Young People Today
It is often said that childhood is a time of happiness for all, even "the happiest time of life." For many children, however, this notion does not correspond to reality.
In industrialised countries, with low birth rates and high levels of technological development, many young people live in single-parent families. Often these young people spend a lot of time watching television or playing video games on the computer. Sometimes they suffer from physical or psychological neglect; in the worst cases, they are actually abused or abandoned. Family tensions and marital instability also can leave deep scars upon the developing child.
In poorer countries, the lives of many young people are made difficult bymaterial poverty, malnutrition, illness and war. Every day 40,000 young people in such countries die because of illness, malnutrition, or lack of adequate health care. Forty percent of young people in the "global South" live in poverty, and forty-two percent do not have access to drinkable water. There are 130 million children who cannot go to school and 250 million who must work.

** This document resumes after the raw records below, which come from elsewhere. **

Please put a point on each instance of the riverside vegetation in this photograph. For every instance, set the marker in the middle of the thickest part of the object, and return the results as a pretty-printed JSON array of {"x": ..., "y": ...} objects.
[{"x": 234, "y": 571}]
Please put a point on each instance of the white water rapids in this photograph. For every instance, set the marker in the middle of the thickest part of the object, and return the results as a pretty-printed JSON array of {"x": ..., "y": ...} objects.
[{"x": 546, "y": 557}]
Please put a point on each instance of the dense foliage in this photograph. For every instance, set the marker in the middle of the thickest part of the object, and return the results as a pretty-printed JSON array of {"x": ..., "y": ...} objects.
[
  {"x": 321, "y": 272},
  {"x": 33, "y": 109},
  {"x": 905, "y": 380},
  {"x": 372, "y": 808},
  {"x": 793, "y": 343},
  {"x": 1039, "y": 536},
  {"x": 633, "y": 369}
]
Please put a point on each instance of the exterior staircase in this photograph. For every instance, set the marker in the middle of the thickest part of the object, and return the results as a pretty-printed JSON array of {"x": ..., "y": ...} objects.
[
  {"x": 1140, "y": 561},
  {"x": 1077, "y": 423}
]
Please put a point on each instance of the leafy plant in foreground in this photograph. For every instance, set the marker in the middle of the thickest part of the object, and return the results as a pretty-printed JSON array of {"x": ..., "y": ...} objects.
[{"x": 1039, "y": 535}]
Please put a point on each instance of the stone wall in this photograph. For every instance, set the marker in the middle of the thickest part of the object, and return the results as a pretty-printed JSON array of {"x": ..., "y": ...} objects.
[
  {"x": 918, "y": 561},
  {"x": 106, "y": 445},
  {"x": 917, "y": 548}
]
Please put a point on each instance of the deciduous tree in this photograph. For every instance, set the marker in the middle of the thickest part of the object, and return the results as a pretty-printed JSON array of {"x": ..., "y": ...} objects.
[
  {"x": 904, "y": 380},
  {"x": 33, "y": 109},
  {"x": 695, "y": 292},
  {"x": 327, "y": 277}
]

Solidarity with Young People
Ever since it began in 1968, the Community of Sant'Egidio has turned its attention to the problems of yong people, who are among the most defenceless of the poor. These "little ones" have accompanied the Community since its inception. Their lives, as weak and as in need of help and protection as they are, have always shown us how much suffering indifference and loneliness can cause. Jesus' words "Anyone who welcomes this little child in my name welcomes me" (Lk 9:48) have been heard as a call to serve and love all young people, especially the poorest ones.